Iglesia Católica, 1661
Signo visible y gracia invisible
El matrimonio es una institución divina elevada a sacramento por Cristo. Como tal, conlleva un signo visible y una gracia invisible.
El signo visible del sacramento del matrimonio consiste en el mutuo consentimiento de los novios y en el contrato legítimo hecho y expresado en presencia del párroco y de los testigos.
Además, el sacramento del matrimonio otorga la gracia sacramental necesaria para hacer frente a los deberes matrimoniales. Los esposos reciben el auxilio de Dios para amarse siempre, soportarse mutuamente y educar cristianamente a sus hijos. También aumenta la gracia santificante «que perfecciona al alma para hacerla capaz de vivir con Dios, de obrar por su amor» (Iglesia Católica, 2000).
Bienes del matrimonio cristiano
En su encíclica Casti Connubii, Pío XI cita a San Agustín para decir que el matrimonio cristiano trae consigo tres grandes bienes: los hijos, la fidelidad y el bien sacramental.
Siguiendo el mandato del Génesis -«sed fecundos y multiplicaos» (Gn 1: 28)-, los esposos cooperan en el plan de Dios mediante la propagación de la vida. Dios quiere que los hombres llenen la tierra, le conozcan y le adoren para gozar finalmente de Él en el cielo. El matrimonio cristiano introduce descendencia en la Iglesia de Cristo al hacer nacer nuevamente a sus hijos mediante el sacramento del bautismo y educarlos en la fe cristiana.

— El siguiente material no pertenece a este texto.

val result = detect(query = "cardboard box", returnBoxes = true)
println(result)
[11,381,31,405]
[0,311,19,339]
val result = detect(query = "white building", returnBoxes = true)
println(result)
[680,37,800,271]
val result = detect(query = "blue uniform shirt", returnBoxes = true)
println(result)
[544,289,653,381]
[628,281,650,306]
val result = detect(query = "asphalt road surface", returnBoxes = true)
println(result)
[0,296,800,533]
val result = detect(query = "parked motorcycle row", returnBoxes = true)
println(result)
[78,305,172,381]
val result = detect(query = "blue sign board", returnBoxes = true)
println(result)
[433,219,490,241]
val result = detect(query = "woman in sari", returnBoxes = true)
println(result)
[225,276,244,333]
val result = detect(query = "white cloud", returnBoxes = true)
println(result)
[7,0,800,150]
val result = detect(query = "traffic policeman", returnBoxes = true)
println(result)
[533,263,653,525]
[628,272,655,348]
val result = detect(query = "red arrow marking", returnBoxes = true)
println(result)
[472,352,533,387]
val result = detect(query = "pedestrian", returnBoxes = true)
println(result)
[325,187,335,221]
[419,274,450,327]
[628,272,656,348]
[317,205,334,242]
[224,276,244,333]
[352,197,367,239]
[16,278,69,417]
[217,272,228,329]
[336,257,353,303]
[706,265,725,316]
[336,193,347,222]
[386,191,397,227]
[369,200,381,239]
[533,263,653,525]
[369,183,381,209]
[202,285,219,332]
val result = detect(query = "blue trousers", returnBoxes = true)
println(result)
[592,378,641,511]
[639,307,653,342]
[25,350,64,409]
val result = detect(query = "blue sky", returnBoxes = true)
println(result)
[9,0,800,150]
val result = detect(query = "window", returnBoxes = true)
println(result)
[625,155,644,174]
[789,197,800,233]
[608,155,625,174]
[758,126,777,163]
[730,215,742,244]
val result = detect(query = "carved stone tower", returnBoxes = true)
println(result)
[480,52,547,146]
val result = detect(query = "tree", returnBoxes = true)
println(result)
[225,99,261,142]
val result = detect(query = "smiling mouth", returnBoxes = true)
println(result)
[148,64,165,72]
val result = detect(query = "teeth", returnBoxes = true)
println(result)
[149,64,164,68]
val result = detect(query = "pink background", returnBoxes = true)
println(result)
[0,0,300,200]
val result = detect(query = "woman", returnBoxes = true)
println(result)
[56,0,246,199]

Procrear y educar a los hijos es el fin primario de este sacramento.
Recibir el sacramento del matrimonio exige de los novios un profundo amor y un profundo compromiso de servir al plan de Dios. La fidelidad consiste en la mutua lealtad de los esposos en el cumplimiento de su contrato matrimonial. Los cónyuges deben colaborar en su crecimiento interior para crecer en la virtud y en la caridad para con Dios y para con el prójimo.
El amor de los esposos exige, por su misma naturaleza, la unidad y la indisolubilidad de la comunidad de personas que abarca la vida entera de los esposos: «De manera que ya no son dos sino una sola carne» (Mt 19,6; cf Gn 2,24). «Están llamados a crecer continuamente en su comunión a través de la fidelidad cotidiana a la promesa matrimonial de la recíproca donación total» (FC 19). Esta comunión humana es confirmada, purificada y perfeccionada por la comunión en Jesucristo dada mediante el sacramento del Matrimonio. Se profundiza por la vida de la fe común y por la Eucaristía recibida en común.
Iglesia Católica, 1644
El bien sacramental consiste en la elevación y consagración que Jesucristo hizo del contrato matrimonial, así como en la indisolubilidad del vínculo. Si el matrimonio es verdadero, los cónyuges adquieren ante Dios un lazo perpetuo. Este lazo se mantiene incluso si deciden separarse.
El matrimonio entre cristianos bautizados representa la unión perfecta que media entre Cristo y la Iglesia, cuya unidad nunca podrá ser separada.
La Iglesia doméstica
La Iglesia primitiva estaba compuesta principalmente de familias que se convertían al cristianismo y ofrecían sus casas como lugar de culto al Señor.
Las familias creyentes tuvieron un papel importante en el crecimiento de la Iglesia y tienen hoy «una importancia primordial en cuanto faros de una fe viva e irradiadora» (Iglesia Católica, 1656). Por esto, el Concilio Vaticano II llama a la familia con la expresión Ecclesia domestica (Iglesia doméstica).
En el seno familiar, los padres son los primeros anunciadores de la fe para sus hijos, tanto con su palabra como con su ejemplo. En la Iglesia doméstica se ejercita principalmente el sacerdocio común de los fieles recibido en el bautismo.
El hogar es así la primera escuela de vida cristiana y «escuela del más rico humanismo» (GS 52,1). Aquí se aprende la paciencia y el gozo del trabajo, el amor fraterno, el perdón generoso, incluso reiterado, y sobre todo el culto divino por medio de la oración y la ofrenda de la propia vida.